Despite prior epidemiologic and experimental data to the contrary, new research shows that vitamin D supplementation does not reduce blood pressure in individuals with prehypertension or stage I hypertension and vitamin D deficiency.
“There have been a growing number of studies suggesting that people with low vitamin D levels have higher blood pressures. This suggests that there could be a link between vitamin D deficiency and hypertension,” said Thomas Wang, M.D., professor of Medicine, director of the Division of Cardiovascular Medicine, and physician-in-chief of the Vanderbilt Heart and Vascular Institute.
“This evidence raised the possibility that a simple intervention like vitamin D supplementation could be beneficial for hypertension. That’s what led my colleagues and me to start thinking about a randomized trial to look at this question.”
The study was published recently in Circulation.
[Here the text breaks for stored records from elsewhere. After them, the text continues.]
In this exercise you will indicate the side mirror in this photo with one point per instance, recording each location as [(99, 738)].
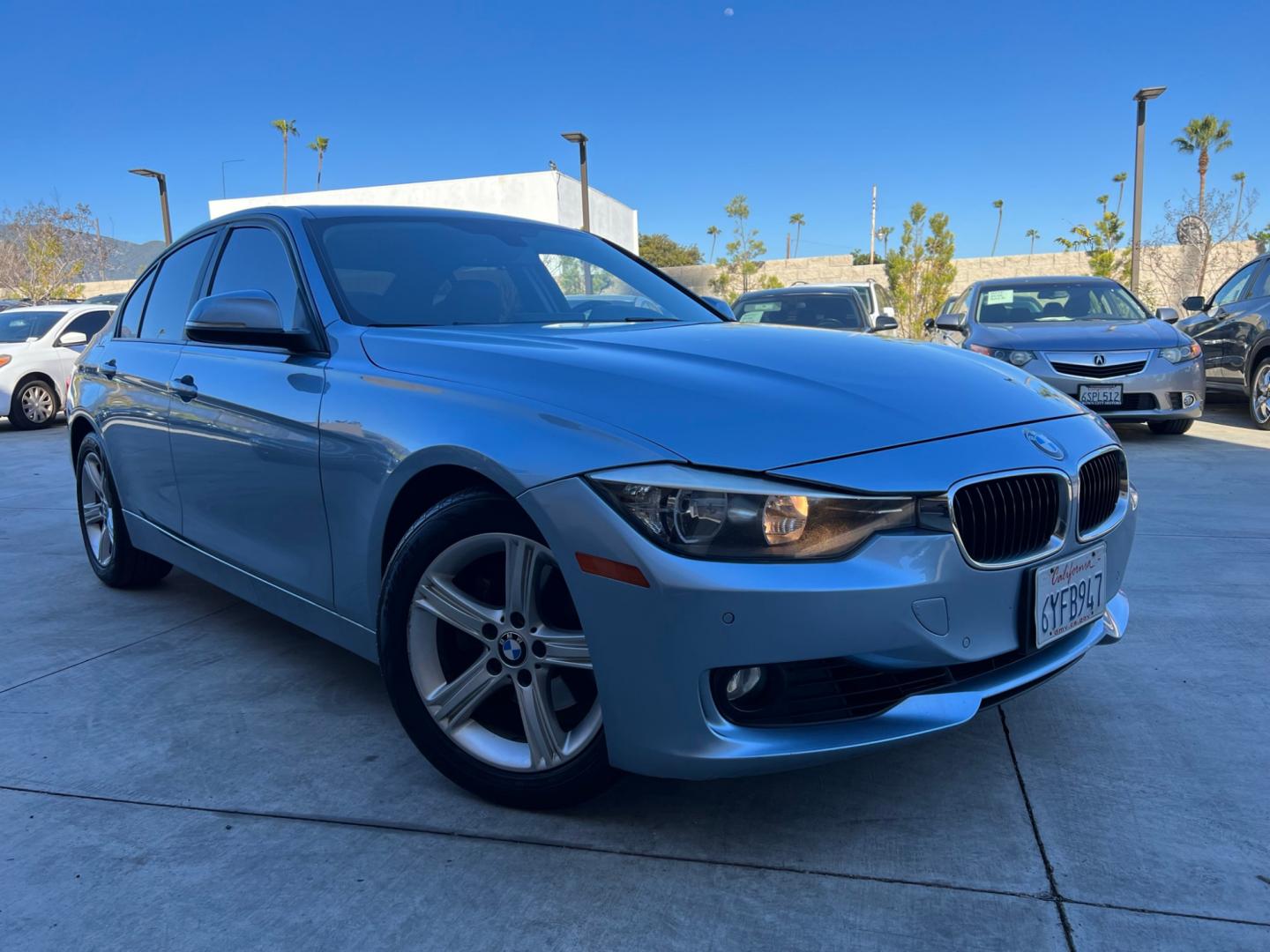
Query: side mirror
[(952, 322), (250, 317), (721, 306)]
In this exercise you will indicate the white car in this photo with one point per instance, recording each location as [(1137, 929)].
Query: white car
[(38, 346)]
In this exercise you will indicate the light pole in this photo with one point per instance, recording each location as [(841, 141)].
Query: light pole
[(163, 198), (586, 192), (1140, 97), (224, 163)]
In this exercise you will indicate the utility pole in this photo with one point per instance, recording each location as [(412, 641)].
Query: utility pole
[(873, 227)]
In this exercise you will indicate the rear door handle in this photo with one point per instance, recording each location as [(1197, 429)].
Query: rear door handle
[(184, 387)]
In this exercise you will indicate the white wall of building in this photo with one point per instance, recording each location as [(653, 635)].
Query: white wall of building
[(542, 196)]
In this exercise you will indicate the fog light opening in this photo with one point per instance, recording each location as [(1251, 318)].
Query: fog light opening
[(744, 683)]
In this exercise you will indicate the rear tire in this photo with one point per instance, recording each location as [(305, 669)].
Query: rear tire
[(34, 405), (111, 553), (490, 709), (1259, 398)]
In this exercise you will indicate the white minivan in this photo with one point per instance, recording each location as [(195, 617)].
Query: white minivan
[(38, 346)]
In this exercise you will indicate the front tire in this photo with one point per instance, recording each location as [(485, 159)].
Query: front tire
[(485, 660), (34, 405), (1259, 398), (1169, 428), (111, 553)]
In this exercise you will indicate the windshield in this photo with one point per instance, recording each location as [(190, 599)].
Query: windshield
[(18, 326), (839, 311), (419, 271), (1057, 302)]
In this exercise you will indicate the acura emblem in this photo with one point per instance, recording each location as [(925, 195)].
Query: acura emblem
[(1045, 444)]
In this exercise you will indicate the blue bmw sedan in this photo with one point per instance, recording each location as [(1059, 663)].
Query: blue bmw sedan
[(583, 522)]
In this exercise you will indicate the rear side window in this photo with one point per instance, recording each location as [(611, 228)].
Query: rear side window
[(130, 320), (88, 324), (175, 291), (256, 259)]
Known as the DAYLIGHT trial, it looked at people who had both vitamin D deficiency (25-hydroxyvitamin D levels < 25 ng/mL) and elevated blood pressure (systolic blood pressure of 120 to 159 mm Hg).
People with very high blood pressure were excluded because they would already be on medication.
Instead, the study targeted people with pre-hypertension or mild hypertension — at the high end of, or just above, the normal range but not on pharmaceutical therapy yet.
The double-blind, randomized, controlled trial was conducted at four sites in the United States.
The participants received Vitamin D drops and were randomized to high-dose (4000 IU per day) or low-dose (400 IU per day, or what one would get in a multivitamin).
Participants wore ambulatory blood pressure cuffs that inflated every 20-30 minutes over a 24-hour period. The cuffs recorded and saved measurements so at the end of 24 hours, the data could be downloaded.
The study found that after six months of intervention there was essentially no difference in blood pressure.
“It was a fairly convincing lack of effect of the vitamin D supplementation, so our conclusion was that vitamin D, given over a 6-month period, had no impact on blood pressure,” Wang said.
“It surprised me a little bit because of the prior epidemiologic and experimental data, but I think it highlights the importance of doing randomized, controlled studies. What you see in observational studies might not pan out in a randomized trial, which is the gold standard.”
Wang added that there remains a great deal of interest in looking at vitamin D deficiency in other outcomes.
There is a large-scale NIH-funded trial to study vitamin D supplementation and heart disease, as well as other trials studying its effect on cancer.
“The DAYLIGHT trial doesn’t necessarily inform expectations of whether these other studies are going to be positive or not,” Wang said.